I had my first child in 1992 and decided I no longer wanted to work for other people. So when my baby was two weeks old I started a management consultancy for small creative businesses. I helped one entrepreneur launch a board game meant to help train executives. I helped an opera singer start her own recording studio.
In 1992 I met Tessa Strickland. Tessa had worked at Penguin and run the mind-body-spirit list for Random House. She was very interested in Jungian analysis, fairy tales, and Eastern religion. She had an idea for a company that would bring multicultural stories with art-quality illustrations to children. The name Barefoot Books came to her in a dream.
At that time, the big thing in children's publishing was licensed characters. Maisy. Where's Waldo. There were also a lot of gimmicky pop-ups: pink fairy books where the child was supposed to tear out all the little parts and the whole thing was in pieces on the back seat before you got it home. The books that were educational had great content but looked boring.
"People undersell kids all the time. Children can appreciate a very high level of sophistication in art."
We launched our first list in 1993. It was three books: The Myth of Isis and Osiris, The Outlandish Adventures of Orpheus in the Underworld, and The Birds Who Flew Beyond Time, which is a Sufi myth about a bird that saves the world from the seven human frailties. We were perhaps a little too esoteric for our own good. Realistically, you're not going to sell that many copies of Orpheus.

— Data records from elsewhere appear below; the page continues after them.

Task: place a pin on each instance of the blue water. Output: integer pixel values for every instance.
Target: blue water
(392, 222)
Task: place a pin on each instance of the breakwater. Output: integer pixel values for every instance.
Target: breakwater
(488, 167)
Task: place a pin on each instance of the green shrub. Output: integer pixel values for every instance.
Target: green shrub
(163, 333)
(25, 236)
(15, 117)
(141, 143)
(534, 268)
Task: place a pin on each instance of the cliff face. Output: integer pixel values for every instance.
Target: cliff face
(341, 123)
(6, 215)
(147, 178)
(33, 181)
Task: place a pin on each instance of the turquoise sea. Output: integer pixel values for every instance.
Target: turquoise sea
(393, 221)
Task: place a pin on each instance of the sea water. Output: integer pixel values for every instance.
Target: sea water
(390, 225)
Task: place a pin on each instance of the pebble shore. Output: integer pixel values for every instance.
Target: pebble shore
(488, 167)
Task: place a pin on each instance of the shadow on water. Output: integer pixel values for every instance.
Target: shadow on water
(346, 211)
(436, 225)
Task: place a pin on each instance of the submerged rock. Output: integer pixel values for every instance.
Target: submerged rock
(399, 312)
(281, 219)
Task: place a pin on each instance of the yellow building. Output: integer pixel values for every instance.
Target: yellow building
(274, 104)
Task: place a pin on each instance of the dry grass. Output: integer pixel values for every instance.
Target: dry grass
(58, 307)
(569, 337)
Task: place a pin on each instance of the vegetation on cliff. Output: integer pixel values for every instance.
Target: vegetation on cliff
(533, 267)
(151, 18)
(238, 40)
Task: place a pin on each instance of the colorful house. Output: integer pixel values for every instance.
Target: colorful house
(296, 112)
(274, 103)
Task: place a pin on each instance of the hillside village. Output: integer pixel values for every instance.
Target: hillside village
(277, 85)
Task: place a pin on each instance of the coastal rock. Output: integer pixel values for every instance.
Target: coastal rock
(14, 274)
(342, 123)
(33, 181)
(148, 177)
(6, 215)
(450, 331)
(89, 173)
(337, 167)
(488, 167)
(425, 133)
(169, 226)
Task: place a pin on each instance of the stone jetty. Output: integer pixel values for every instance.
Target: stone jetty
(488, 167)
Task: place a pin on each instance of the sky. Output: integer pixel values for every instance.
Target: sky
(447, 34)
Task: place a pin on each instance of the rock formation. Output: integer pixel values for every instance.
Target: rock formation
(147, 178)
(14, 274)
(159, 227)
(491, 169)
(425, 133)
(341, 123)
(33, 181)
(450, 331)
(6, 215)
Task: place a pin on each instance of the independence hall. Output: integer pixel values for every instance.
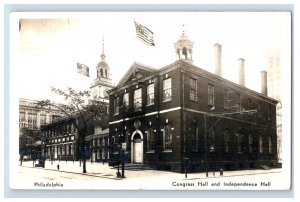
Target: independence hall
(181, 114)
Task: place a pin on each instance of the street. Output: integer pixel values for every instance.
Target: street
(102, 176)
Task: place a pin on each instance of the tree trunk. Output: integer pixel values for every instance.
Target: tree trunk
(84, 166)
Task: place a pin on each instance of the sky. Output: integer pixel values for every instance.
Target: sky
(49, 45)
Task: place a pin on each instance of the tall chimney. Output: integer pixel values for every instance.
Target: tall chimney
(241, 63)
(264, 84)
(218, 59)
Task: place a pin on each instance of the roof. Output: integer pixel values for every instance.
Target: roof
(136, 71)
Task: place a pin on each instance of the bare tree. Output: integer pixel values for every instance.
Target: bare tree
(86, 114)
(28, 139)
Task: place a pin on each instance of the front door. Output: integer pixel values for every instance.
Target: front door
(137, 147)
(137, 151)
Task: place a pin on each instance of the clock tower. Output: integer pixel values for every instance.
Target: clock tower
(103, 82)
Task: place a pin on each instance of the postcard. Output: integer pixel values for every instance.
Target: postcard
(150, 101)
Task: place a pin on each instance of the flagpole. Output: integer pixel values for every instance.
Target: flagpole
(134, 43)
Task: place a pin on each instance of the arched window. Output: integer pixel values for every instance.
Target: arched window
(260, 145)
(167, 138)
(270, 145)
(211, 140)
(150, 139)
(239, 142)
(195, 137)
(184, 53)
(250, 143)
(226, 140)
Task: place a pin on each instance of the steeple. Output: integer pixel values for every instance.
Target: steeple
(103, 82)
(184, 47)
(102, 56)
(102, 67)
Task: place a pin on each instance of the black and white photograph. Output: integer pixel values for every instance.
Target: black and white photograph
(150, 100)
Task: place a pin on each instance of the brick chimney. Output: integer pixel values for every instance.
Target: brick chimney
(264, 84)
(218, 59)
(241, 64)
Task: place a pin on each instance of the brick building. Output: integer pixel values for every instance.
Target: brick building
(162, 117)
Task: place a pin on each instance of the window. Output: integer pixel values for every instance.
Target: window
(167, 89)
(259, 110)
(150, 139)
(137, 99)
(270, 145)
(226, 140)
(238, 101)
(126, 101)
(211, 95)
(195, 137)
(116, 105)
(250, 143)
(150, 94)
(260, 145)
(250, 104)
(193, 89)
(211, 140)
(167, 138)
(226, 103)
(239, 142)
(269, 112)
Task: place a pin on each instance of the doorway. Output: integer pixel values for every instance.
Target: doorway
(137, 147)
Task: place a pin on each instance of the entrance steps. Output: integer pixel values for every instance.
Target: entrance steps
(265, 167)
(134, 167)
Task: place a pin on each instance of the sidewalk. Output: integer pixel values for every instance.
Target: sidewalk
(105, 171)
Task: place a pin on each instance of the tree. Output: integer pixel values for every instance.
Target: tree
(85, 113)
(28, 140)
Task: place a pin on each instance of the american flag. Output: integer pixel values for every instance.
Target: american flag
(83, 69)
(145, 34)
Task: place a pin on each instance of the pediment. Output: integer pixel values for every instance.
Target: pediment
(135, 72)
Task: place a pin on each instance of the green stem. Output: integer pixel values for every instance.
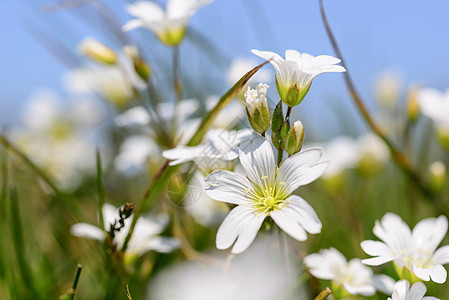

Typically, we bring groups of people together for a book. For the anthologies, Tessa and I decide on a theme and then find an author to compile it and retell it in the right voice. Then we find an artist who fits the subject matter. The art has to match the sophistication of the text. People undersell kids all the time by giving them cartoony rubbish. Children can appreciate a very high level of sophistication in art at a very young age.
For the first seven years we both worked from our homes. Tessa had three children and lived in an old farmhouse in the countryside outside Bath. My husband and I lived in London. I had my second child in '93, my third in '95, and my fourth in '97. I never stopped working full-time. I was also traveling to book fairs in places like Frankfurt and Bologna, and to New York twice a year because we were selling American rights to all the major U.S. houses. I was breastfeeding, so I normally had a baby with me. There's no maternity leave when it's your own business.